El toro de cinco mil pesos, que el patrón acababa de mandar por el tren, era un lindo animal, y don Tomás, el padre, mayordomo del establecimiento, cuando lo fue a recibir a la estación, sentenciosamente se lo había hecho notar a Tomasito, su hijo, y éste lo admiraba, ya que se lo mandaban así: pero, lo que, en realidad, más le llamaba la atención, era lo elevado del precio que representaba esa bestia. ¡Cinco mil pesos! ¡que montón de plata! y su imaginación infantil trataba de hacerse una idea de lo que podía ser semejante cantidad.

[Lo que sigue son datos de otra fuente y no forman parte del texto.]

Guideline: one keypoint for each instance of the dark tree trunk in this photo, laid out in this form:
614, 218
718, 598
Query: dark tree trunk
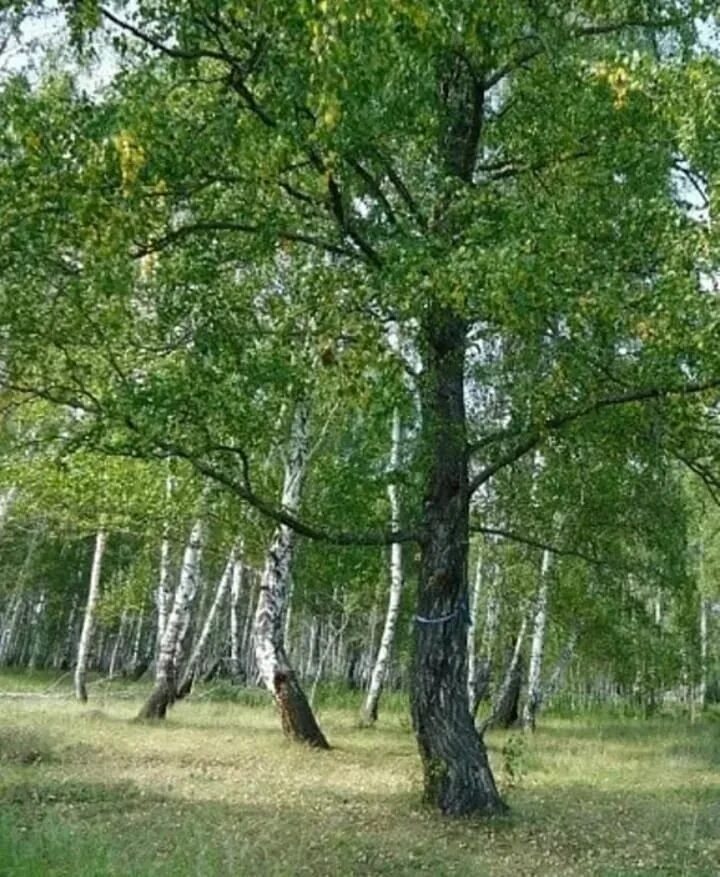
296, 716
457, 775
161, 699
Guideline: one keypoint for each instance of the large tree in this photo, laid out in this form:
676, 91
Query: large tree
501, 181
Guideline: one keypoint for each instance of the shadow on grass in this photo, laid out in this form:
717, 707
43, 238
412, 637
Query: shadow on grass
67, 826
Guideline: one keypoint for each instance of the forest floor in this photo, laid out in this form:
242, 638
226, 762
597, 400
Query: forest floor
215, 790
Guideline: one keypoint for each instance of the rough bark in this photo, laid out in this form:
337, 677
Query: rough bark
533, 697
89, 619
457, 776
164, 692
298, 721
370, 708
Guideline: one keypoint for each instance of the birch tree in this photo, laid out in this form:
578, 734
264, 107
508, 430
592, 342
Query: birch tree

Lo mismo, más o menos experimentaba, -aunque sea mala la comparación-, cuando venía el mismo patrón, de paseo a la estancia, y que se escondía él, detrás de un sauce, arriesgando, de vez en cuando, una ojeadita, para contemplar la cara de ese hombre, que le habían dicho que era tan rico, y que poseía cinco estancias, y su asombro, si bien no encerraba un gran caudal de simpatía, por lo menos, era lo más exento de todo sentimiento vil de envidia o de odio.
Lo más natural era para él, como lo era para su padre, y para el último peón criollo de la estancia, que un hombre fuera muy rico y que otros no tuvieran nada: pues es edad afortunada, la niñez, tanto la de los hombres como la de los pueblos, en que la envidia no enturbia aún la sinceridad de la admiración, y en que la pobreza es tan llevadera que puede soportar, indiferente, el resplandor de la opulencia.